How can I extract GPE(location) using NLTK ne_chunk?


I am trying to implement a code to check for the weather condition of a particular area using OpenWeatherMap API and NLTK to find entity name recognition. But I am not able to find the method of passing the entity present in GPE(that gives the location), in this case, Chicago, to my API request. Kindly help me with the syntax.The code to given below.

Thank you for your assistance

import nltk
from nltk import load_parser
import requests
import nltk
from nltk import word_tokenize
from nltk.corpus import stopwords

sentence = "What is the weather in Chicago today? "
tokens = word_tokenize(sentence)

stop_words = set(stopwords.words('english'))

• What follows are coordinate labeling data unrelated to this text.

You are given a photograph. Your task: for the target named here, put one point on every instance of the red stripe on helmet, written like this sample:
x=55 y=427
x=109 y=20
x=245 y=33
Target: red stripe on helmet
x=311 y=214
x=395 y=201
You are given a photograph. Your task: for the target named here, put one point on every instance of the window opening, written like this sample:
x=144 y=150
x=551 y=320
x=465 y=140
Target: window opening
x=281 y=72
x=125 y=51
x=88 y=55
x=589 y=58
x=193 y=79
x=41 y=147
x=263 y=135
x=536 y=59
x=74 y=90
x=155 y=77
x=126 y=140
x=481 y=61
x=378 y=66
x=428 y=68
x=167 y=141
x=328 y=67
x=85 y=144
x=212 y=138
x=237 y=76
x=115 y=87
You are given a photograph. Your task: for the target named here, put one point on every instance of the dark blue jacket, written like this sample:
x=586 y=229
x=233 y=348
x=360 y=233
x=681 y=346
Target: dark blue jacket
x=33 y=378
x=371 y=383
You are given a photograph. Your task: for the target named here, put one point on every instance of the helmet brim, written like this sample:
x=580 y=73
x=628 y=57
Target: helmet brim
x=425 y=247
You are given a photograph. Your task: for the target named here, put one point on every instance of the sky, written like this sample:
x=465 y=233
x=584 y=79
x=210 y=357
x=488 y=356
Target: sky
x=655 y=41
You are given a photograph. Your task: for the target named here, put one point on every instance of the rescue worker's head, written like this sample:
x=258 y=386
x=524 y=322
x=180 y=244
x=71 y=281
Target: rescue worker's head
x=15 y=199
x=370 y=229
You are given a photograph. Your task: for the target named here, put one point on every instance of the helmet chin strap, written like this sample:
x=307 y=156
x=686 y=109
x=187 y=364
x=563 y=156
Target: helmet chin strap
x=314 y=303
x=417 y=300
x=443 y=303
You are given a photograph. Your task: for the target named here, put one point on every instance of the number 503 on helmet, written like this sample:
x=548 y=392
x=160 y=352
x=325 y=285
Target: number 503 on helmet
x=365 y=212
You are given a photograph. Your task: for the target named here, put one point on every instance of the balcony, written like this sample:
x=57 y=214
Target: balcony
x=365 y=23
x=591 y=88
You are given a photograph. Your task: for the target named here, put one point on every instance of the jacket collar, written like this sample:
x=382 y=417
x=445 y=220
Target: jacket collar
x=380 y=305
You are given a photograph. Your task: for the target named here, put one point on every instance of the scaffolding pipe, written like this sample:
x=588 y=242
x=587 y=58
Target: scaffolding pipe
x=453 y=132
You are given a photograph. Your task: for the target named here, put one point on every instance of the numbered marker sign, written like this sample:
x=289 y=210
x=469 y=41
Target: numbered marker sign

clean_tokens = [w for w in tokens if not w in stop_words]

tagged = nltk.pos_tag(clean_tokens)

print(nltk.ne_chunk(tagged))

Solution

  • The GPE is a Tree object's label from the pre-trained ne_chunk model.

    >>> from nltk import word_tokenize, pos_tag, ne_chunk
    >>> sent = "What is the weather in Chicago today?"
    >>> ne_chunk(pos_tag(word_tokenize(sent)))
    Tree('S', [('What', 'WP'), ('is', 'VBZ'), ('the', 'DT'), ('weather', 'NN'), ('in', 'IN'), Tree('GPE', [('Chicago', 'NNP')]), ('today', 'NN'), ('?', '.')])
    

    To traverse the tree, see How to Traverse an NLTK Tree object?

    Perhaps, you're looking for something that's a slight modification to NLTK Named Entity recognition to a Python list

    from nltk import word_tokenize, pos_tag, ne_chunk
    from nltk import Tree
    
    def get_continuous_chunks(text, label):
        chunked = ne_chunk(pos_tag(word_tokenize(text)))
        prev = None
        continuous_chunk = []
        current_chunk = []
    
        for subtree in chunked:
            if type(subtree) == Tree and subtree.label() == label:
                current_chunk.append(" ".join([token for token, pos in subtree.leaves()]))
            if current_chunk:
                named_entity = " ".join(current_chunk)
                if named_entity not in continuous_chunk:
                    continuous_chunk.append(named_entity)
                    current_chunk = []
            else:
                continue
    
        return continuous_chunk
    

    [out]:

    >>> sent = "What is the weather in New York today?"
    >>> get_continuous_chunks(sent, 'GPE')
    ['New York']
    
    >>> sent = "What is the weather in New York and Chicago today?"
    >>> get_continuous_chunks(sent, 'GPE')
    ['New York', 'Chicago']
    
    >>> sent = "What is the weather in New York"
    >>> get_continuous_chunks(sent, 'GPE')
    ['New York']
    
    >>> sent = "What is the weather in New York and Chicago"
    >>> get_continuous_chunks(sent, 'GPE')
    ['New York', 'Chicago']